Right now I’m in the middle of WINTERBIRTH (Brian Ruckley). On the spine it says, “The Godless World, Book One,” and when I checked on Amazon I saw that the second book, BLOODHEIR, will be out next June. It may take me until then to finish the first book, because believe me, it’s long. But you fantasy readers need to saddle up, because WINTERBIRTH is very good, and Ruckley achieves the almost impossible task of establishing the characters so well that it’s not too difficult to keep them separate. Given the scope of the book, that’s amazing. This is a book with little or no tinge of romance; it’s classic fantasy.
Just to make myself happy, I gave into temptation and read a book by Catherine Aird. She’s long been one of my very favorite mystery writers, and I’d been hoarding HOLE IN ONE. For those of you who haven’t yet read Aird, she’s an English mystery writer whose books are set in the fictional town of Berebury in the fictional county of Calleshire. Detective Inspector C.D. Sloan and his perpetual sidekick, the impossible Detective Constable Crosby, are called to the private golf club when a body is found buried in a sandtrap. Unfortunately, their boss, Superintendant Leyes, is a member of the club and wants the mystery solved tout suite so he can tee off. Though HOLE IN ONE can’t rival some of Aird’s earlier books (A LATE PHOENIX springs to mind), any Aird is worth reading.
In reading a huge panorama like WINTERBIRTH, I find myself looking for someone to root for. There’s a core character I bond with, and that’s the characters whose movements I follow through the book with the most interest. In this case, it’s young Orisian, who’s the equivalent of a prince. Now that I’m in the middle of the book, Orisian is in a lot of trouble. He’s watched his dad and many of his friends being killed, and he’s on the run and will surely be put to death if he’s caught. But he’s still got one faithful guardian, and he’s been healed of his wounds by a mysterious and largely unfriendly people. Why did I pick Orisian to back? Well, he’s sixteen, which engages my sympathy, and he’s lost his family, which engages my sympathy even more. He seems a little more open-minded than a lot of his peers. Why’d I pick Orisian over his sister Anyara, who has just as much right to my sympathy? So far, Anyara hasn’t done anything heroic; in fact, she’s behaved pretty much like a normal young woman, if that young woman was held hostage by her family’s foes. Anyara doesn’t seem brighter or more determined than her captors. (I’m cautiously optimistic that she’ll survive, though.)

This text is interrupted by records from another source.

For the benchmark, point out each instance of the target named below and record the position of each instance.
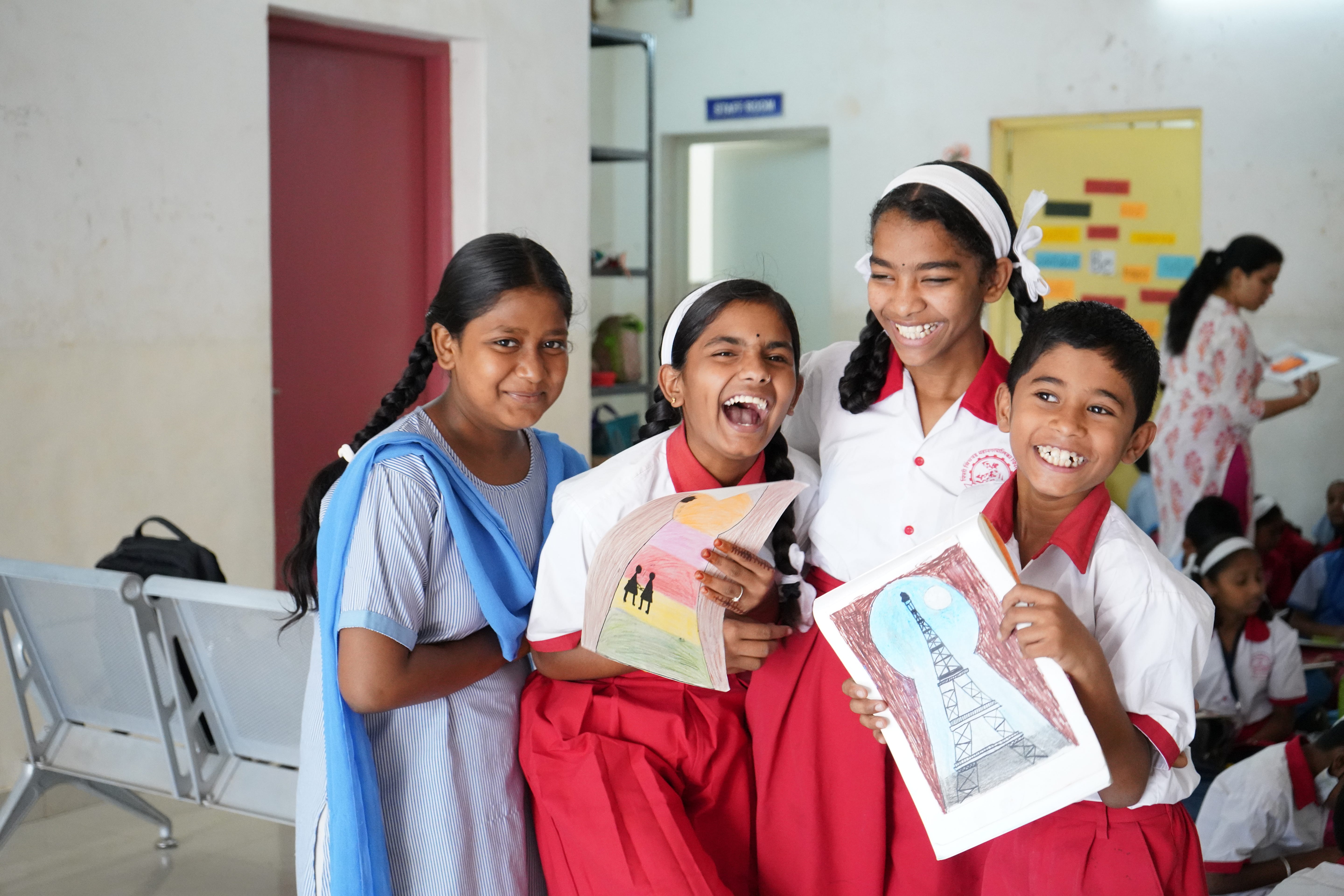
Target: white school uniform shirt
(1263, 808)
(588, 506)
(1267, 668)
(886, 487)
(1324, 880)
(1152, 622)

In every book I read, I seem to look for someone to care for, someone who seems admirable or at least interestingly NOT admirable. If I can’t find a protagonist, or even a subsidiary character, who speaks to me, then I usually set aside the book. Though Hannibal Lector is a fascinating monster, SILENCE OF THE LAMBS was “made” by Clarice Starling. In Jeff Lindsay’s “Dexter” books, Dexter, too, is a monster, but with a few interesting twists that make us root for him. Lindsay’s effectively engaged our emotions; we want Dexter to be free, though he’s a serial killer.
I haven’t ranged that far to the dark side yet. My protagonists all have something about them to admire, or at least I think so. Aurora Teagarden is thoughtful, kind, and dutiful. Lily Bard is ferociously loyal (and ferocious). Sookie Stackhouse is hard-working, optimistic, and determinedly cheerful. Harper Connelly has a clear view of her life and has succeeded in that life despite overwhelming odds.

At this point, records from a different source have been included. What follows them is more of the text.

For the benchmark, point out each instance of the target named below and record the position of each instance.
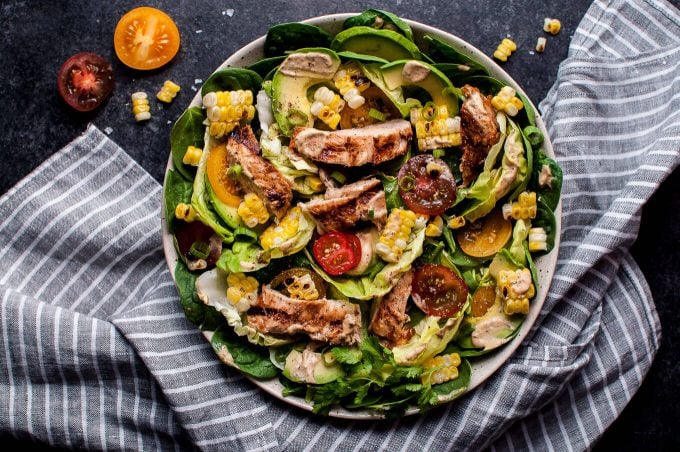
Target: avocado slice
(386, 44)
(227, 213)
(399, 74)
(296, 74)
(310, 367)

On the Femmes Fatales website, my colleague and fellow Femme Mary Saums has written about the love we give the characters we admire. I think that’s very true. We use them up as examples of what is good; we may even wonder what they would have done with faced with our own problems. Fictional characters are by definition limited to the pages of the book in which they figure, but we extend their lives by holding them in our hearts. That’s all a writer can ask for.